Este fenómeno no solo se queda en el periodismo. Se mete también en el arte y el entretenimiento, donde el problema se vuelve aún más delicado. La literatura, el cine y la música siempre han explorado lo oscuro del ser humano; el arte puede ser espejo, denuncia, grito, catarsis. Pero algo cambia cuando la violencia deja de mostrarse para cuestionarla y empieza a venderse como estética aspiracional, como chiste, como trofeo.

Abundan letras musicales que repite la misoginia, celebran el control, normalizan el daño, juegan con el feminicidio como decorado. Y aunque una canción no “produce” un crimen de forma automática, sí puede ayudar a construir un clima emocional donde el desprecio se hace cotidiano y lo intolerable empieza a parecer “normal”.

Las sociedades también se educan con lo que consumen a diario: lo que se repite se normaliza, y lo que se normaliza, puede ayudar a construir un clima emocional donde el desprecio se hace cotidiano….entonces, ¿la solución es prohibir?…esta pregunta nos lleva a un punto en el que se debe caminar con cuidado.

Darle al Estado un poder vago para decidir qué se puede decir es abrir una puerta que luego cuesta décadas cerrar. Pero también es cruel cuando la verdad esta a merced del mercado, porque queda a merced de intereses del capital que por lo regular nunca rinden cuentas por el daño social que provocan. Entre la mordaza y la selva hay un terreno de madurez: la responsabilidad.
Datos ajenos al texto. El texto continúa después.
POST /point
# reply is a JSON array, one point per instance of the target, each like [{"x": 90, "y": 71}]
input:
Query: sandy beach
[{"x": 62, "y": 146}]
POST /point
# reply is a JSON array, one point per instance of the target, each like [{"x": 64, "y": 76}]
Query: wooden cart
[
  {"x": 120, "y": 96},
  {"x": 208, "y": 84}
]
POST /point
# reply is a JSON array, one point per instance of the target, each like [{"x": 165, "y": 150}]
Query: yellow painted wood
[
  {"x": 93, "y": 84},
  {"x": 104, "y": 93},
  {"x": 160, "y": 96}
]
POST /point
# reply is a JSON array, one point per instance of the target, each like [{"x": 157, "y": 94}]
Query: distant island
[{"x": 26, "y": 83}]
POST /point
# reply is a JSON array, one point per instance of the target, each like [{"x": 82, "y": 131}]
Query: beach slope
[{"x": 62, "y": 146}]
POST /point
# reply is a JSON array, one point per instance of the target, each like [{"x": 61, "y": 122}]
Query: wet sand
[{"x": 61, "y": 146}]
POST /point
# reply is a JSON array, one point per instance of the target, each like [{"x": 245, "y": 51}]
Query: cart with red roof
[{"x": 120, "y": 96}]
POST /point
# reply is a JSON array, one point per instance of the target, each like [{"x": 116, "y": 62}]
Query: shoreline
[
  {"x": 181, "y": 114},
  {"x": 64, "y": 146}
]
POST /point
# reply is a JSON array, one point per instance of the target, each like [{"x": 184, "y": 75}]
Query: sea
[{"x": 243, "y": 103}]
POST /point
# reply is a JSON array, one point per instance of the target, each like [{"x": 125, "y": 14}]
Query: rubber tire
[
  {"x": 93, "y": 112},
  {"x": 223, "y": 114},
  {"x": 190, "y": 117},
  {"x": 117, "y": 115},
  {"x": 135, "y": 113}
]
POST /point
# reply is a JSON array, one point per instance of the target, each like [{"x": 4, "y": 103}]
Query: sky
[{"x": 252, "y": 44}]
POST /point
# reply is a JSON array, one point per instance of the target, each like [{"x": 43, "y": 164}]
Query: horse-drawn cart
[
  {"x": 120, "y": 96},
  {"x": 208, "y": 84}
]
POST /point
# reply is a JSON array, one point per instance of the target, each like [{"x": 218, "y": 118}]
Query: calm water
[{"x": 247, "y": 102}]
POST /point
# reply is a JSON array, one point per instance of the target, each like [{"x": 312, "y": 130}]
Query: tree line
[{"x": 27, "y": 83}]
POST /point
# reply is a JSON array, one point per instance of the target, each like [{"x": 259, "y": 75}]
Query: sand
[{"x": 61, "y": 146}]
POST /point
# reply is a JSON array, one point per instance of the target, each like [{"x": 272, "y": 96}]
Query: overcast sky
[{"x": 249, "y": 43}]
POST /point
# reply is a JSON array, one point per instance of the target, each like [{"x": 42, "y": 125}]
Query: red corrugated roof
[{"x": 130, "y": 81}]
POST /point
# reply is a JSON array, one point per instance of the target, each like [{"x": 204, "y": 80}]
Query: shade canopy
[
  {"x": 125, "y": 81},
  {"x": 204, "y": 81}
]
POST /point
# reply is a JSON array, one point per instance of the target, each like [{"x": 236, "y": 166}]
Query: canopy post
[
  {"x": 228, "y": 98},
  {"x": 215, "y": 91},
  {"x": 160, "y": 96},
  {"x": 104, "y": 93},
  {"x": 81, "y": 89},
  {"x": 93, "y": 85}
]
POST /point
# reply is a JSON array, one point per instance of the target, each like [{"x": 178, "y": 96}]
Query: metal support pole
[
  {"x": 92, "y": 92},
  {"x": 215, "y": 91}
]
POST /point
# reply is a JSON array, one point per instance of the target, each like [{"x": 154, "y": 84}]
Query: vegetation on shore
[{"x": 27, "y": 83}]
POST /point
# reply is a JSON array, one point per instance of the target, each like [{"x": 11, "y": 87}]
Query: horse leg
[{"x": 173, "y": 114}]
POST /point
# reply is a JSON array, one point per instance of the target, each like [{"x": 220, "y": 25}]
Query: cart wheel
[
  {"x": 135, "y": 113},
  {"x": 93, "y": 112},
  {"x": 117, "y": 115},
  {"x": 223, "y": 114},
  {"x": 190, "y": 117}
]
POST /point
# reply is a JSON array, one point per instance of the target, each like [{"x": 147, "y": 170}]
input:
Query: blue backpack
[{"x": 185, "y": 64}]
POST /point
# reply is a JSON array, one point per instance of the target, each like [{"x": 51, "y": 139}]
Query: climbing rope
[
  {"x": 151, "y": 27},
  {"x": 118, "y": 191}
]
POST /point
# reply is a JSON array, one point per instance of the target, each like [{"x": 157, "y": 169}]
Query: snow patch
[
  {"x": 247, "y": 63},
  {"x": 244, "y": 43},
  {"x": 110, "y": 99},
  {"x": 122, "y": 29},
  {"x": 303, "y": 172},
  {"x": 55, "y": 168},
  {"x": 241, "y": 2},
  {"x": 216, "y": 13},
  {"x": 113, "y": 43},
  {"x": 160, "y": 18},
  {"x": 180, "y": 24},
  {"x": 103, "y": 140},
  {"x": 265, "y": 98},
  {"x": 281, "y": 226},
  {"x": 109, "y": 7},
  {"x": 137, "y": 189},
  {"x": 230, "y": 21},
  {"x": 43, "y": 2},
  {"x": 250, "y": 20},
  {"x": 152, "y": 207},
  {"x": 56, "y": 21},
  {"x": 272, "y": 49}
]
La libertad de expresión puede y debe convivir con fronteras éticas, se necesitan mecanismos proporcionados: derecho de réplica que funcione de verdad, correcciones visibles y obligatorias cuando hay falsedad comprobada, transparencia sobre financiamiento y conflictos de interés, defensores de audiencias con dientes y reglas claras para plataformas que lucran con contenidos dañinos, especialmente cuando llegan a menores. Especialmente se necesita responsabilidad social de patrocinadores, el mercado también puede poner límites cuando la sociedad lo exige.

La pregunta de fondo es si queremos una libertad que construya ciudadanía o una libertad que sirva de trampa para la mentira rentable y la violencia redituable. Una  sociedad que normaliza el desprecio hacia la mujer no sólo falla en ética: falla en humanidad. La libertad es más valiosa cuando protege la dignidad y privilegia la verdad, no cuando se usa para fabricar daño como negocio.

Defender la libre expresión no significa defender la impunidad del que manipula; significa defender el derecho de todos a vivir en una conversación pública menos tóxica, más honesta y más consciente. Nunca habrá un momento ideal para abordar esta conversación, pero el ambiente dañino y de violencia que vivimos nos obliga a iniciar este debate a la brevedad.